Improved access helps everyone, including the millions who, for whatever reason, are just a bit less mobile. We who hobble become less of a hindrance to the agile, and are saved the embarrassment of having to beg for the lift to be unlocked. Suddenly we don't need special consideration. Much of northern Europe takes this for granted. Why can't we?

And a footnote (sorry). With the warmer weather, more and more people are wearing flip-flops in town. Looking down, I can't but wince, knowing the fragility of feet and the perils they face from other, more heavily shod, feet, from roller-cases, from children's bikes and scooters – indeed from my own carelessly planted stick. You may have aesthetic objections to flip-flops in cities – so do I – but the greater objection must be safety. Please, please, look after those feet. They are complicated creatures and, when injured, they can take a very long time to mend.

Where the wild things are – for grown-ups

A while ago, when I drove to work, I liked, traffic permitting, to take a short detour through Regent's Park. This was partly to enjoy the trees and the sense of passing seasons. But it was mainly, I admit, for a glimpse of the giraffes. When they were out of their giraffe house, which was by no means every day, you could see them munching languidly above the shrubbery. If you were extra-lucky, you could snatch half a view of the next-door dromedary, too.

I recalled these little diversions, listening to the philosopher, Alain de Botton, speaking on the BBC about his rediscovery of the animal kingdom now that he has young children to take to the zoo. I share de Botton's delight in the wonders of wild beasts (even if the zoo, as an institution, seems increasingly a relic of the past), and their therapeutic value for humans. But I agree with another point he made even more.

While appreciating the need for zoos to raise money, he criticised the way so much of their publicity, gifts and other materials is now geared to children, and how animals are given cutesy names and quasi-human backstories to endear them to a youthful fan-base. Hear, hear. Zoos were established as research institutions, and this, quite as much as improved visitor facilities, is what they need the money for. Let's have a bit more about this work, and a bit less about Maktoum the Cheetah.

I had intended to point out that, as the population ages, zoos will need grown-ups to buy tickets for their own curiosity and delectation, too. But it turns out that London Zoo got there first. For the second year running, it holds adults- only nights on Fridays through June and July. A pity, though, that these are marketed as "wild party nights" when you can "nurture your inner child".
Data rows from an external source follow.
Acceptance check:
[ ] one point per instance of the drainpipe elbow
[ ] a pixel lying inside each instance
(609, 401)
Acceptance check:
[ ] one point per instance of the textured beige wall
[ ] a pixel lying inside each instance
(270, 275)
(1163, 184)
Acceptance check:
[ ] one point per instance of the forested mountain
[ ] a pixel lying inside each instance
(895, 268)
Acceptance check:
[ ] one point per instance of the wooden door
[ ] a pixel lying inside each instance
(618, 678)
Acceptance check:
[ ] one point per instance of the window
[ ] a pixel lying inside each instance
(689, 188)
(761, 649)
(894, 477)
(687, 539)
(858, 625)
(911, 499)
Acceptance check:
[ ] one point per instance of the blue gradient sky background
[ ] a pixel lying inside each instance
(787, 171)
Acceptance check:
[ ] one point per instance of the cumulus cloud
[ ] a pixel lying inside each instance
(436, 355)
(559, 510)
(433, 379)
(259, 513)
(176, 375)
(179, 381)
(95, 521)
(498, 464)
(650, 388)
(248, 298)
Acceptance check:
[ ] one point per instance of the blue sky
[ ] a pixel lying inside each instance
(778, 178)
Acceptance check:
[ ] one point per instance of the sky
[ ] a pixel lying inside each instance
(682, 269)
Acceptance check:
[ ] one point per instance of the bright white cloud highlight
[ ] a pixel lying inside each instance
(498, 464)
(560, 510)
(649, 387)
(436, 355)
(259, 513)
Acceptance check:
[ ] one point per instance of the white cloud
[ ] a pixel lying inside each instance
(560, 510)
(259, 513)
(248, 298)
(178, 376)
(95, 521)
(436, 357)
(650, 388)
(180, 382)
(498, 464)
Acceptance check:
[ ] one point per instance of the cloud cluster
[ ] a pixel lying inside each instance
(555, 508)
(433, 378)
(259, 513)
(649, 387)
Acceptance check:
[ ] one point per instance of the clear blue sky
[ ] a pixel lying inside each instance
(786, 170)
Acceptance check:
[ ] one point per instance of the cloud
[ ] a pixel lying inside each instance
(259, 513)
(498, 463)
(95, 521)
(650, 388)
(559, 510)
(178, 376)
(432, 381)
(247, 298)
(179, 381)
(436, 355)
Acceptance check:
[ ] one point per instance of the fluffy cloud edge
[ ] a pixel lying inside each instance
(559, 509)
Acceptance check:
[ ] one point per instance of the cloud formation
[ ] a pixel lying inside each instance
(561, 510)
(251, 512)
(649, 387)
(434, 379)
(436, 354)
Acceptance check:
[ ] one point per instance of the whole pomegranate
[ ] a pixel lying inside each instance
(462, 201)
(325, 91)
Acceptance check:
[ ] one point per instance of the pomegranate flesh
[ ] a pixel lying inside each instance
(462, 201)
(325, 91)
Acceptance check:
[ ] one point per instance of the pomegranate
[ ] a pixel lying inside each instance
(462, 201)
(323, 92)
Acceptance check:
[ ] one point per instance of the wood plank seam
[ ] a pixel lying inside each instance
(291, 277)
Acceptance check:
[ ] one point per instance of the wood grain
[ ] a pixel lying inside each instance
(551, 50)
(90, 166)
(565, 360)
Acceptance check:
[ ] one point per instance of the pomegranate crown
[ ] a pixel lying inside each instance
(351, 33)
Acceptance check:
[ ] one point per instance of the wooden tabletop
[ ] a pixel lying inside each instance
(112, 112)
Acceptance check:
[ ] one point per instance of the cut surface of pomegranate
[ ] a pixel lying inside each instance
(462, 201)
The unacceptable face of 'getting ahead'

Parents are spending a total of £1.5bn a year, buying extra tuition for their little darlings, according to a survey by the insurance company, Aviva. It found that one in four families disburse at least some of their hard-earned cash in this way. According to one explanation, this is evidence of the new fashion for tough-love "tiger-mothering" – pushing your offspring to achieve more at an ever younger age. I rather suspect, though, that in the UK at least it predates Amy Chua's best-seller, Battle Hymn of the Tiger Mother by some way, and has more to do with parents trying to compensate for what they see as inadequate schools or undemanding teachers. But I also fear there is a hyper-competitive element, reflecting the exhortation you hear everywhere to "get ahead". A straight borrowing from the more socially competitive culture of the United States, "getting ahead" implies that others fall behind; that there have to be losers. Whatever happened to the more collegiate and less ruthless expression "to get on"? It should be ripe for a revival.